Pulse surveys are as close to real-time feedback as you can receive, unless you’re speaking face to face with your employees about their sentiment daily. This is unreasonable and wasteful. However, it’s imperative to give employees the opportunity to voice their concerns and even more important that they feel heard.
Pulse surveys are different than annual or bi-annual engagement surveys which tend to be longer and more tedious. These, are shorter and more frequent check-ins that go out to employees on a consistent schedule. Because these surveys are brief and most likely made up of the same questions each time, employees spend less time taking them.

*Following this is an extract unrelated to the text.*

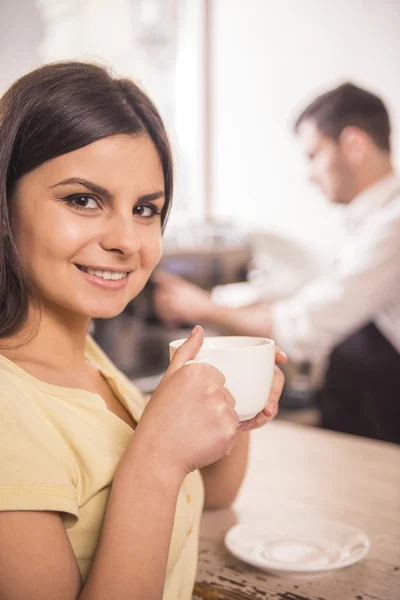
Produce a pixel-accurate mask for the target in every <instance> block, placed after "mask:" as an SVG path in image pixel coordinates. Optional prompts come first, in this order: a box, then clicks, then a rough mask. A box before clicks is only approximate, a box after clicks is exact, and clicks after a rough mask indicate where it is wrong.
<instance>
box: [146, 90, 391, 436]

The faster these are taken, the fewer time employees are taken away from their regular work, meaning that it’s cheaper for companies to invest in pulse surveys.
With a survey once or twice a year, you can get big-picture sentiment but it’s more difficult to pinpoint the why over a long period of time. Receiving weekly or monthly “progress reports” from pulse surveys is better for tracking progress over time and will help you pinpoint some possible causes of the results. If you see a large decline in employee happiness during a particular month, finding out why this happened is easier when you can see exactly when the drop occurred. Was it when a co-worker got fired, did winter bring shorter days, was there a new policy in the office? If you can find out what went wrong, you can take action.
Another advantage of pulse surveys is that they give leaders and managers time to react and take action. With an annual survey, you will often find that whatever was going wrong was something fixable but it was known about too late. Since there is less time between pulse surveys, the chances of getting valuable information too late are reduced.
In conclusion, pulse surveys is a valuable way to stay updated with your employees and make them feel heard. Don't let problems build up to the point that employees only have a chance to voice their concerns on the bi-annual or annual surveys. Take "pulse" of employee health with consistent, short, and well-timed feedback.